Cristina Campo è lettrice spericolata, che traduce incorporando. Gli ultimi esercizi, pubblicati postumi, nel 1977, sempre su “Conoscenza religiosa”, sono gemelli capovolti. Da un lato Efrem Siro, dottore della Chiesa, grande poeta vissuto nel IV secolo; dall’altra Peter Lamborn Wilson, un contemporaneo, “autore di numerose opere sulla poesia, l’arte, il pensiero islamici e soprattutto persiani” (così la nota a La tigre assenza, il tomo Adelphi che raduna poesie e traduzioni della Campo). Wilson esordisce poeta, in effetti, nel 1975, con The Winter Calligraphy of Ustad Selim & Other Poems, mentre è in India, Pakistan e Iran a studiare il Tantra e a praticare il sufismo. Fonde Timothy Leary a Henry Corbin, tornato a New York abita per un tot con William Burroughs, si scopre anarchico, semidio della subcultura, e prende a firmarsi Hakim Bey; teorizza le TAZ (Zone temporaneamente autonome), cioè la creazione di spazi autogestiti, improvvisi, improvvisati, reali e mentali, per eludere il controllo dei governi (“La TAZ è un accampamento di guerriglieri ontologici: colpire e fuggire, mantenere l’intera tribù in movimento, anche se si tratta solo di dati nella Rete… La Macchina di Guerra Nomade conquista senza essere notata e si muove prima che la mappa possa essere aggiornata”), fonde il misticismo all’anarchismo, lo accusano di pedofilia. Attualmente fa il Diogene a New York, povero ma guru.

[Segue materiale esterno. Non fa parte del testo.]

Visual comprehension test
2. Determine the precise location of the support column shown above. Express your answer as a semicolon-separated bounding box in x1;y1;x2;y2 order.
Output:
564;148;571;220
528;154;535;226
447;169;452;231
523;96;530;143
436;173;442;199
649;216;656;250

La Campo traduce, tra l’altro, questo, da Almanack:  

Brucia benzoino e aloe

lascia il giaciglio la camera dove

giorni di malattia

ore stagnanti annegano gli occhi

in una pozza bruna e senza volto.

Essi sono in dubbio

di una nuova creazione…

e se Egli lo vuole farà

nuovo universo nuovi uomini.

Sopra questo fragile giardino

opale inassorbito

su immoto stendardo di seta mariana

la luna cade all’insù inosservata

in un momento non notte non giorno

traverso i fogli di questo Almanacco.

Il paesaggio è lo specchio dell’occhio…

Cornacchie nei rami:

il blu della contemplazione

riposa sulle loro ali.

Tu non puoi camminare

la memoria sospende persino il fiato.

Nelle lettere a Margherita Pieracci Harwell, scrive, negli ultimi anni, della “bellezza come tremendo retaggio… bellezza come spada a doppio taglio… bellezza come camicia di Nessuno… bellezza perfettamente consolatrice”. Nel breve tabernacolo di poesie pubblicate sul numero di “Conoscenza religiosa” che ne dice la morte (ancora: gennaio-marzo 1977; “diede ciò che qui si pubblica pochi giorni prima della morte”), la Campo, in Canone IV, parla della “Bellezza a doppia lama, la delicata,/ la micidiale” che “è posta/ tra l’altero dolore e la santa umiliazione,/ il barbaglio salvifico e/ l’ustione”. Ed è tutto. Tutto è bellezza, spada.